As a VC, Fred makes his money by either taking his companies public (harder and harder to do, particularly in the Internet sector) or by selling the company to some sort of acquirer who can pay cash or liquid securities. Fred needs this liquidity to deliver a return to his investors. By all accounts, he has done a great job at this.
But, since the IPO market is very tight, most companies get sold. And, most acquirers don't realize the initial vision that the start-up had for its service. Maybe they just want the technology and not really the product or service. Maybe they lose focus and move onto the next corporate priority. Or, perhaps they just can't execute well because of their size. This doesn't always happen, but Fred reveals his frustration as a user of services that have been bought, and sub-optimized, by big acquirers.
Fred also mentions some new liquidy options for private companies, Goldman Sachs's GS True Market and Opus-5. While I don't have any direct experience with these, the idea is that these are marketplaces where private company stock can be bought and sold between qualified investors. Private equity firms can buy start-up positions from VCs, for example.
This type of exit can provide some liquidity and get a VC out of a position that they no longer want to hold. But, I am skeptical that it will provide the high-multiple returns that VCs need to deliver the results that their investors expect. Private equity firms like to value companies based on cash flow. Most private companies that can't go public or be sold at a nice price to a strategic buyer probably don't have financials that will support a high exit price. So, this may be liquidity, but it isn't a substitute exit that VCs really need.

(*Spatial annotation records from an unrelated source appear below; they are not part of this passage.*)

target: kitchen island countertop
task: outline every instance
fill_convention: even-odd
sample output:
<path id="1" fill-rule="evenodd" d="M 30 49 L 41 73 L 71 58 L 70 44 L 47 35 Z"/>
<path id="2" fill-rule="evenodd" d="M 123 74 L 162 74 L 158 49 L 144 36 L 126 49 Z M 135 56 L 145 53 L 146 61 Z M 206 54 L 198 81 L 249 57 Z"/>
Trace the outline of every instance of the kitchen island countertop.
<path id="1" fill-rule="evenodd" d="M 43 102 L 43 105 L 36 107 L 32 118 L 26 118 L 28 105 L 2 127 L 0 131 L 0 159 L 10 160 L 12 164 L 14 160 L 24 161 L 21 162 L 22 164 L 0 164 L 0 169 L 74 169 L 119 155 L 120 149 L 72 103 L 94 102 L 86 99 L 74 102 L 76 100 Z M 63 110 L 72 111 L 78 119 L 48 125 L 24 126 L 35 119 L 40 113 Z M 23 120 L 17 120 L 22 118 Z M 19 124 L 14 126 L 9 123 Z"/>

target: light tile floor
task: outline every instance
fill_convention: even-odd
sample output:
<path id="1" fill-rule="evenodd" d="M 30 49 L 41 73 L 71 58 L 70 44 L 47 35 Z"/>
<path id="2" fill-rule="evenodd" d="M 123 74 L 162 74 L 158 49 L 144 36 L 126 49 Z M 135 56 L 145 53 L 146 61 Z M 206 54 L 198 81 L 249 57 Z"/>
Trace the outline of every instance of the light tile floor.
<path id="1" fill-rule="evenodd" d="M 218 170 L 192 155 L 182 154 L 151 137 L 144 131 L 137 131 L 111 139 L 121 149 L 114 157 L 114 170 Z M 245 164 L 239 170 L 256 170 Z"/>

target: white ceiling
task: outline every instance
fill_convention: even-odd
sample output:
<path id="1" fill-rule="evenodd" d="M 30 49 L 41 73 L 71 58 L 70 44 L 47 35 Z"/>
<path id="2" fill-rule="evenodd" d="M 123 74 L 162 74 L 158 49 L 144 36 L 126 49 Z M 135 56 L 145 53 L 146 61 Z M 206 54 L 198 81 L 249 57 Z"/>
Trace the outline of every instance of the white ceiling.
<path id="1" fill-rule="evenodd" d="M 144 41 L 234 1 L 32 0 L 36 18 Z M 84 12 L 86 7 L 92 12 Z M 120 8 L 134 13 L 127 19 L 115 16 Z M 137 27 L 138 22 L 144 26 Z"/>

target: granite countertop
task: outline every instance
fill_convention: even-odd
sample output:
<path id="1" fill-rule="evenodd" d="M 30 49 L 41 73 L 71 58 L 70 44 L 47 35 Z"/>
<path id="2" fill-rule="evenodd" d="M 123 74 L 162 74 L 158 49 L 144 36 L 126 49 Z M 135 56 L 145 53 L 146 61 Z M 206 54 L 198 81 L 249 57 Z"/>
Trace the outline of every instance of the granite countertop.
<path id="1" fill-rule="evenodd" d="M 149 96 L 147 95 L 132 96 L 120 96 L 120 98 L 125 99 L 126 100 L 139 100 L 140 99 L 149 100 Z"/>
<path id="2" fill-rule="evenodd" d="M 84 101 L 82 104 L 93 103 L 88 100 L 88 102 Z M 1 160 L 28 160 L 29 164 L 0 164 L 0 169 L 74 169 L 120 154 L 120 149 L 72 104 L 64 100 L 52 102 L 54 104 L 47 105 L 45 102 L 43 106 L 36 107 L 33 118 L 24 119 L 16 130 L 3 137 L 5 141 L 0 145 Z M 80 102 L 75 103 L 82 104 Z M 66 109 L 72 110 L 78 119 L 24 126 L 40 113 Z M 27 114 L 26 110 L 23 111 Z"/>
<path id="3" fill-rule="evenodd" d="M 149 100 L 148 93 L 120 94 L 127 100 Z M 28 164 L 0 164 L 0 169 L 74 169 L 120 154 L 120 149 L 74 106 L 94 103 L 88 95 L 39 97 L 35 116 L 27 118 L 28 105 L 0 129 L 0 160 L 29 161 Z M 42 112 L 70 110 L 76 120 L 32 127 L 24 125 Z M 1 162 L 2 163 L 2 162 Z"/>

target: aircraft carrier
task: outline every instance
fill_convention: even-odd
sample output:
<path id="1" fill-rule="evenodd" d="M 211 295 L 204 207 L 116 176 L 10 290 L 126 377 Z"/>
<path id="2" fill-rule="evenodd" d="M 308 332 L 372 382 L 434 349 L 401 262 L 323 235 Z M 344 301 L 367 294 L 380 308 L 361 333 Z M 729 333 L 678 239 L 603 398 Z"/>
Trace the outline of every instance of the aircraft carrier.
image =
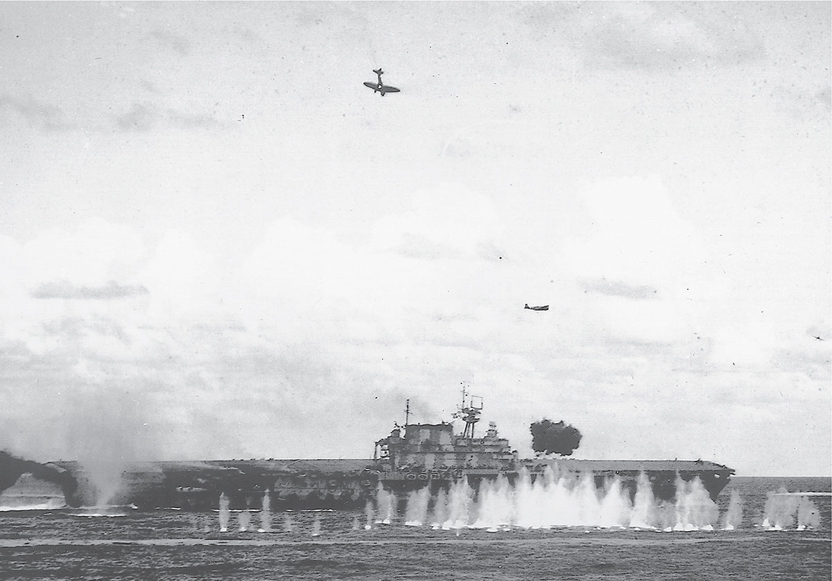
<path id="1" fill-rule="evenodd" d="M 191 462 L 144 462 L 126 466 L 113 490 L 97 486 L 94 474 L 74 461 L 38 464 L 0 453 L 0 491 L 22 474 L 55 483 L 71 506 L 97 503 L 131 504 L 137 509 L 215 509 L 221 494 L 231 509 L 255 506 L 269 494 L 275 509 L 353 509 L 364 506 L 384 489 L 404 499 L 414 490 L 447 489 L 466 479 L 477 490 L 483 479 L 504 477 L 509 482 L 545 474 L 592 477 L 602 489 L 617 479 L 635 494 L 643 473 L 657 499 L 672 499 L 679 482 L 699 479 L 716 499 L 734 470 L 706 460 L 592 460 L 538 457 L 521 459 L 496 425 L 474 436 L 482 405 L 466 403 L 454 415 L 464 425 L 454 433 L 452 422 L 394 425 L 375 442 L 373 458 L 349 459 L 245 459 Z M 551 476 L 550 476 L 551 477 Z M 106 497 L 106 500 L 103 500 Z"/>

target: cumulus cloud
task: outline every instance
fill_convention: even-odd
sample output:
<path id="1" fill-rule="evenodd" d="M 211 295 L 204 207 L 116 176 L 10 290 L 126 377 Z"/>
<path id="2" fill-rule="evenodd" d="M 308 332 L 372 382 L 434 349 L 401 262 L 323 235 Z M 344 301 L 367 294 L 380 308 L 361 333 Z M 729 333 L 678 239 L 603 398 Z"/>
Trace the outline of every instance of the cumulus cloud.
<path id="1" fill-rule="evenodd" d="M 582 11 L 576 42 L 591 67 L 677 68 L 706 59 L 739 63 L 759 58 L 761 39 L 742 21 L 712 17 L 703 7 L 613 3 Z"/>
<path id="2" fill-rule="evenodd" d="M 15 113 L 30 125 L 49 131 L 74 127 L 59 107 L 36 99 L 32 95 L 0 95 L 0 113 Z"/>
<path id="3" fill-rule="evenodd" d="M 126 112 L 116 117 L 116 127 L 126 132 L 148 132 L 160 125 L 182 129 L 206 129 L 217 124 L 216 119 L 210 115 L 191 114 L 149 102 L 133 103 Z"/>
<path id="4" fill-rule="evenodd" d="M 627 299 L 652 299 L 657 292 L 655 288 L 647 285 L 627 285 L 618 281 L 607 281 L 606 278 L 582 281 L 581 284 L 587 292 L 598 292 Z"/>
<path id="5" fill-rule="evenodd" d="M 104 286 L 77 286 L 67 281 L 45 282 L 32 291 L 36 299 L 122 299 L 135 295 L 146 295 L 141 285 L 119 285 L 110 281 Z"/>

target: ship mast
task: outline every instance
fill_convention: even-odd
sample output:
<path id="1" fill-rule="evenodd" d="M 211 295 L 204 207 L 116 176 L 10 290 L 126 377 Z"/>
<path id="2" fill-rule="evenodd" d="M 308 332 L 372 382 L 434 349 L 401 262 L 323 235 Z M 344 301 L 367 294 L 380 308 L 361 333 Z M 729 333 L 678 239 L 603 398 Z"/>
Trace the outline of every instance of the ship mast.
<path id="1" fill-rule="evenodd" d="M 471 399 L 466 405 L 465 398 L 470 395 L 465 390 L 465 385 L 463 384 L 463 403 L 459 406 L 459 410 L 453 415 L 454 418 L 460 418 L 465 422 L 465 428 L 463 430 L 463 438 L 473 439 L 473 429 L 477 422 L 479 421 L 479 415 L 483 411 L 483 398 L 479 395 L 470 395 Z"/>

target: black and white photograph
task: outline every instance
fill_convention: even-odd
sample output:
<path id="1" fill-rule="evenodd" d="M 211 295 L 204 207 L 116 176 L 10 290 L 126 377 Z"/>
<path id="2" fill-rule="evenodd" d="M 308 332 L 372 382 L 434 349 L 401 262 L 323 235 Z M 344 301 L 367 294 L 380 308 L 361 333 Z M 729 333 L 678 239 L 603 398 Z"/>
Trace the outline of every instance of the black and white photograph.
<path id="1" fill-rule="evenodd" d="M 832 2 L 0 2 L 0 579 L 832 579 Z"/>

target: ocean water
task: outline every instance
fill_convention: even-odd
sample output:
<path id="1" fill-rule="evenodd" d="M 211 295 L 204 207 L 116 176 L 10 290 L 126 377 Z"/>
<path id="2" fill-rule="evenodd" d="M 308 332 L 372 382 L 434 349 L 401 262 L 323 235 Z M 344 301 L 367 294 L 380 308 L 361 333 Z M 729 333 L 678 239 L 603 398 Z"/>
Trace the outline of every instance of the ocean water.
<path id="1" fill-rule="evenodd" d="M 829 478 L 734 477 L 716 506 L 694 489 L 664 512 L 654 504 L 651 525 L 614 487 L 189 513 L 66 508 L 24 477 L 0 495 L 0 579 L 830 579 L 830 491 Z"/>

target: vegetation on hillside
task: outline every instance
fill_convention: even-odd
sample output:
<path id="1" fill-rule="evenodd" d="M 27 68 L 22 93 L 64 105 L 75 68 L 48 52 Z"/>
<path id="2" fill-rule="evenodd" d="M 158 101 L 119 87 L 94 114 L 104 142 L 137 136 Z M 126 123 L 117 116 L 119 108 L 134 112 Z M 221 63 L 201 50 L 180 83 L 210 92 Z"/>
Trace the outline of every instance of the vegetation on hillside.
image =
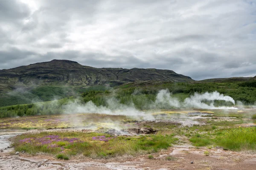
<path id="1" fill-rule="evenodd" d="M 30 92 L 41 99 L 48 100 L 55 95 L 60 98 L 66 98 L 52 102 L 0 108 L 0 117 L 59 114 L 63 113 L 64 105 L 75 99 L 81 104 L 92 101 L 96 106 L 108 106 L 109 104 L 108 99 L 114 98 L 121 104 L 128 105 L 134 104 L 135 108 L 139 110 L 148 109 L 151 108 L 151 103 L 155 101 L 159 91 L 163 89 L 168 89 L 173 97 L 180 101 L 196 92 L 203 93 L 217 91 L 231 96 L 236 101 L 241 102 L 244 105 L 254 105 L 256 101 L 256 81 L 237 83 L 193 83 L 151 81 L 130 83 L 108 90 L 102 86 L 69 89 L 67 87 L 62 88 L 58 87 L 39 87 Z M 73 96 L 71 96 L 72 94 Z M 26 96 L 23 97 L 26 98 Z M 207 101 L 205 102 L 207 103 Z M 215 101 L 215 104 L 220 105 L 223 103 Z M 168 106 L 162 106 L 161 108 L 172 108 Z"/>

And, the private equity buyers may allow the stand-alone services to grow on their own longer, perhaps realizing the vision that Fred the user is looking for. But, if the company can't generate sufficient cash, it will go by the wayside.
On a cynical note, one point that Fred missed is that he needs the big strategic buyers to sub-optimize their acquisitions. That creates gaps in the market that become opportunities for the next wave of start-ups to capitalize on. If the big companies did a great job, then start-ups wouldn't thrive. An example might be Cisco. Although far from perfect, they did such a good job in the enterprise router market that there just wasn't much business left for anyone else. Now, start-ups really struggle in that space and only a few get funded. If Cisco screwed it up, there would be plenty of opportunity.
In the end, the only real exits that deliver VC returns are ones where the hype exceeds the reality, at least temporarily. This would either be a nicely priced IPO, where the price is baking in a lot of future growth, or a sale to a strategic buyer who is willing to pay much more than what the financial statement justifies on its own.